A new report by EPI Director of Trade and Manufacturing Policy Research Robert Scott, data analyst Zane Mokhiber, and research assistant Daniel Perez examines the economic output and employment implications of a two-pronged strategy for rebuilding the economy around high-wage jobs and American manufacturing. The authors find that rebalancing trade by expanding exports, and expanding public investments in infrastructure, clean energy, and energy efficiency, are the keys to generating at least 6.9 million good jobs, rebuilding American manufacturing and the U.S. economy.
The essential elements of this two-pronged strategy for rebuilding the domestic economy begin by first, adopting trade and industrial policies that dramatically boost U.S. exports and eliminate the U.S. trade deficit—now roughly $850 billion—within four years. This includes measures to end the overvaluation of the U.S. dollar and rebuild the competitiveness of U.S. manufacturing industries. The second element of the strategy is a four-year, $2 trillion program of investments in infrastructure, clean energy, and energy efficiency improvements. This would include investments of $70.2 billion per year in schools and broadband, which would have substantial social benefits.
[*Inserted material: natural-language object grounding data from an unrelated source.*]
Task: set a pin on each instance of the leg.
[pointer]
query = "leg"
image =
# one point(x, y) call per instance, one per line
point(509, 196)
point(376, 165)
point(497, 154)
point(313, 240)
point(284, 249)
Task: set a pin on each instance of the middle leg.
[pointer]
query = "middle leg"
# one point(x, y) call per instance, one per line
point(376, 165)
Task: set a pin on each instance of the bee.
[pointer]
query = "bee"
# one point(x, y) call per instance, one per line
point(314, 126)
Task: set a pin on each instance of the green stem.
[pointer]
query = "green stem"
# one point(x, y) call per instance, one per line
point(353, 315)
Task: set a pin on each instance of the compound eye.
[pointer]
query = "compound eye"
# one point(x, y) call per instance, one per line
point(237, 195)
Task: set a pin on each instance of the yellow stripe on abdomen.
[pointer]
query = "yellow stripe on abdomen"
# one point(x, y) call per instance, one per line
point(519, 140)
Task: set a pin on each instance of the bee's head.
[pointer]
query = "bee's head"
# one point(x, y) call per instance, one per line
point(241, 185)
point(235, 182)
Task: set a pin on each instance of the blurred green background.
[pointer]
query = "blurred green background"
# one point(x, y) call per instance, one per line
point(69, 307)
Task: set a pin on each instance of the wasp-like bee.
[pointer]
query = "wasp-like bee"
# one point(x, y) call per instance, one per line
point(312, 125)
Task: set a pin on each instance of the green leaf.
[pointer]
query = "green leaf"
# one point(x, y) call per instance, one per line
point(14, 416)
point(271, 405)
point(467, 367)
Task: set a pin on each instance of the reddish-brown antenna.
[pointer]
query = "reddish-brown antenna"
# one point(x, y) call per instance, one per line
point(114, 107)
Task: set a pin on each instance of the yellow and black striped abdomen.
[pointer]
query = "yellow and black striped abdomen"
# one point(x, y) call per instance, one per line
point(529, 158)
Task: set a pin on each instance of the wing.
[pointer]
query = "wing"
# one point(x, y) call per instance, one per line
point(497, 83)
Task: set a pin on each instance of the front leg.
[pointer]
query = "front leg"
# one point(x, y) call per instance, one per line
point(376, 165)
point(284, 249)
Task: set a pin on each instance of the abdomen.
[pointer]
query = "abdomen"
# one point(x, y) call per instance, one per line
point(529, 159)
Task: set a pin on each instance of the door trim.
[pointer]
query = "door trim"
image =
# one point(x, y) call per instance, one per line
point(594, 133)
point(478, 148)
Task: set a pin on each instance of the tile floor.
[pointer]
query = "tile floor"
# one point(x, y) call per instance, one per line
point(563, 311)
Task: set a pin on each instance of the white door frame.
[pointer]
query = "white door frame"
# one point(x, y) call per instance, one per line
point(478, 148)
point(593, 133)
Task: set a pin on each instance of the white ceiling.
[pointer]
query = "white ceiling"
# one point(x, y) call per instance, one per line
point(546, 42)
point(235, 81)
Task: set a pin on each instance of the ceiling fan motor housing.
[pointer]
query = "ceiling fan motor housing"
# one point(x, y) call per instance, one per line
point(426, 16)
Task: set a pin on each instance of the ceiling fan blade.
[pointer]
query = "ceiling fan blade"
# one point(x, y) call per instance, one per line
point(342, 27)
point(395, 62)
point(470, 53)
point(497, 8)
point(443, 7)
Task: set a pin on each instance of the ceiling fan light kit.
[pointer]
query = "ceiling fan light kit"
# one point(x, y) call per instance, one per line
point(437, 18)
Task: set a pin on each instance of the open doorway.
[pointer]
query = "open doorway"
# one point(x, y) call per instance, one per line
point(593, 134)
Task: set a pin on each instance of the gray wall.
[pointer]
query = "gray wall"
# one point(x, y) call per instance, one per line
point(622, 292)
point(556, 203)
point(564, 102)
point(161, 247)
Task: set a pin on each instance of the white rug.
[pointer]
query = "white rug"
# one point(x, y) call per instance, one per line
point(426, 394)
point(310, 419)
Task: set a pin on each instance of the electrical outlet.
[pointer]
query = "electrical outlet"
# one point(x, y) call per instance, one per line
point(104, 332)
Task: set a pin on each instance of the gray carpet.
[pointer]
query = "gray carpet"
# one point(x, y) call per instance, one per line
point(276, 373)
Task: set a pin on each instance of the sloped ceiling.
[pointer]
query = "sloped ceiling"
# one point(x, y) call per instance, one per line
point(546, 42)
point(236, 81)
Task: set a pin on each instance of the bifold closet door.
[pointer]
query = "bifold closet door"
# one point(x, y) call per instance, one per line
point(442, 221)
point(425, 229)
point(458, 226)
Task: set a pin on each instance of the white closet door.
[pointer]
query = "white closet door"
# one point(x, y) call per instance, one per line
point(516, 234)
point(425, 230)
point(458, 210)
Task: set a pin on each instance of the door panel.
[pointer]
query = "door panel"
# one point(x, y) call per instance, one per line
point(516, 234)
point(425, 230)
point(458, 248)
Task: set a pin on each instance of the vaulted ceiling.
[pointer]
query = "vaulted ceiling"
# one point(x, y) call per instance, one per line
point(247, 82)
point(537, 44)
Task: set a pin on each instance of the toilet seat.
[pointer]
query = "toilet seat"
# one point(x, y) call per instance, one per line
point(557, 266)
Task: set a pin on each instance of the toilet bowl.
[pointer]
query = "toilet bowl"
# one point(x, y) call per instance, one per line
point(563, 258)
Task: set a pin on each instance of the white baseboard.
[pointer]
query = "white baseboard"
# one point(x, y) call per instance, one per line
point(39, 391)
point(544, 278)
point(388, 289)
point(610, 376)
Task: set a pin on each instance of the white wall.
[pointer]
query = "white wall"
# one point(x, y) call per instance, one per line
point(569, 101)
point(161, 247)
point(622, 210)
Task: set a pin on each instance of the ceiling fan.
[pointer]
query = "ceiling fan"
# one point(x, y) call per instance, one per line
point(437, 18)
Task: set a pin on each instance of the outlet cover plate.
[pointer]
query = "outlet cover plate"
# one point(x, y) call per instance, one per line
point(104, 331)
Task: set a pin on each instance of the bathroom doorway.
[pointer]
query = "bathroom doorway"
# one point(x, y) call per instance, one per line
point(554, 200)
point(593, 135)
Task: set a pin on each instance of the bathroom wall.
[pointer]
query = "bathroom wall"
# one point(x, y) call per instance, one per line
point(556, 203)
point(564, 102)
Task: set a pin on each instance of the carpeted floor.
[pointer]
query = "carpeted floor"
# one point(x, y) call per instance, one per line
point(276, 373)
“Job losses due to growing U.S. trade deficits hit manufacturing industries particularly hard, shrinking the share of middle-class jobs available to workers without a college degree,” said Scott. “By rebalancing our currency and investing in desperately needed infrastructure upgrades, as well as clean energy alternatives, we could create millions of good jobs during the economic recovery. This program will bring jobs those who need them the most.”
The authors find that surging exports and major investment in infrastructure, clean energy, and energy efficiency would support between 6.9 and 12.9 million U.S. jobs annually by 2024. Of the 6.9 million direct and indirect jobs, 2.5 million would be manufacturing jobs and at least 471,200 would be construction jobs. Because the jobs supported would be concentrated in high-wage manufacturing (36.4% of jobs supported) and construction industries (6.8% of jobs supported), this strategy would help rebuild U.S. manufacturing and restructure the domestic economy away from low-wage service-sector work.
“Our policymakers urgently need to confront climate change and the deep recession caused by a global pandemic. One way to do this is investing a substantial part of our budget to reduce our carbon emissions while also creating good jobs,” said Mokhiber. “We don’t have to choose between a strong economy or a healthy environment—we can have both.”
These stimulus policies would support large numbers of high-wage jobs with excellent benefits, especially for non-college educated workers, in durable goods industries including nonelectrical machinery (436,700 jobs), fabricated metal products (383,700 jobs), transportation equipment (343,800 jobs), electrical equipment (302,700 jobs), and primary metals (248,000 jobs). These estimates include substantial growth in motor vehicles and parts (188,800 jobs), aerospace products (127,600 jobs), and the steel industry (69,900 new jobs).
“Good jobs would be created across the country if policymakers make such an investment a top priority,” said Perez. “In particular, many states in the Midwest would gain thousands of good paying jobs that could revitalize communities that have been left behind by outsourcing and it is it is no accident that they stand to gain the most from a manufacturing-centered economic development program.”
This plan would support jobs in all 50 states and the District of Columbia and would be concentrated in regions that have been hardest hit by globalization, such as the upper Midwest, where trade deals like NAFTA and trade imbalances with China have caused manufacturing jobs to leave the region. The top 10 states in terms of jobs supported as a share of state employment are: Wisconsin (6.16%, 181,000 jobs), North Dakota (6.07%, 24,300 jobs), Indiana (5.95%, 185,900 jobs), Iowa (5.91%, 94,500 jobs), Wyoming (5.69%, 16,700 jobs), Oklahoma (5.62%, 98,200 jobs), South Dakota (5.61%, 24,600 jobs), Michigan (5.55%, 251,200 jobs), Ohio (5.51%, 302,400 jobs), and Kentucky (5.37%, 104,100 jobs).